I don’t know if Ted 3 will ever happen, let alone win an Oscar, but at least Pinocchio and Ted aren’t killing the human race.
ted3 After-Credits Scene:
The screen goes black, but after a few moments, the scene fades in to a quiet, dimly lit room at the robotics research facility where Pinocchio is being held. Ted enters, holding two beers—one for him and one for the robot.
“Hey, kid,” Ted says, setting a beer down in front of Pinocchio, who looks at it, confused.
“I… I don’t drink,” Pinocchio responds hesitantly.
Ted chuckles, cracking open his own beer. “Yeah, well, sometimes you just need to hold one.
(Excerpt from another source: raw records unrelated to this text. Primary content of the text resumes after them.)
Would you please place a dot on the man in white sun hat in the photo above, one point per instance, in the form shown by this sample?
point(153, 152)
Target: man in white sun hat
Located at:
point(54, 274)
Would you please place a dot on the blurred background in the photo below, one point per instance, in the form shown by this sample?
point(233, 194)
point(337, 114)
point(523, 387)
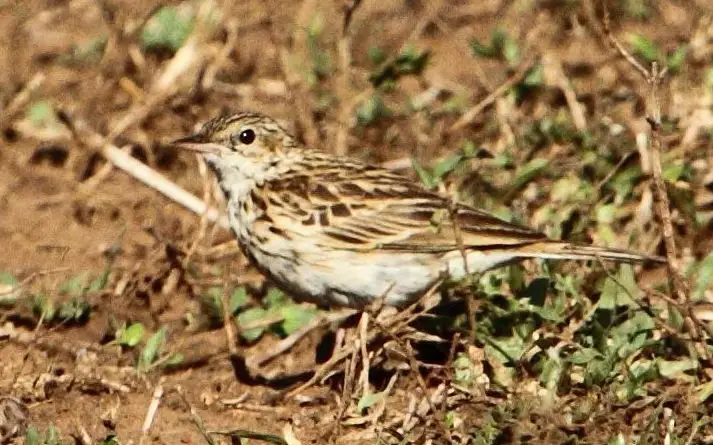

It’s what we call a ‘social move.’ Helps you fit in.”
Pinocchio pauses, then reaches out to mimic Ted, grabbing the beer. Ted raises his bottle. “To finding your place, no matter how f***ed up the world thinks it is.”
Pinocchio clinks his bottle awkwardly against Ted’s. “To… finding a place,” he echoes.
Ted takes a swig, smirking. “You know, kid, you might be more human than half the a******s I’ve met.”
The camera pulls back as Ted and Pinocchio sit in the facility, sharing a quiet, absurdly heartwarming moment. Ted scratches his head. “So, you ever wonder if they make robots with—”
“Please, don’t finish that sentence,” Pinocchio interrupts.
Ted laughs, taking another swig as the screen fades to black.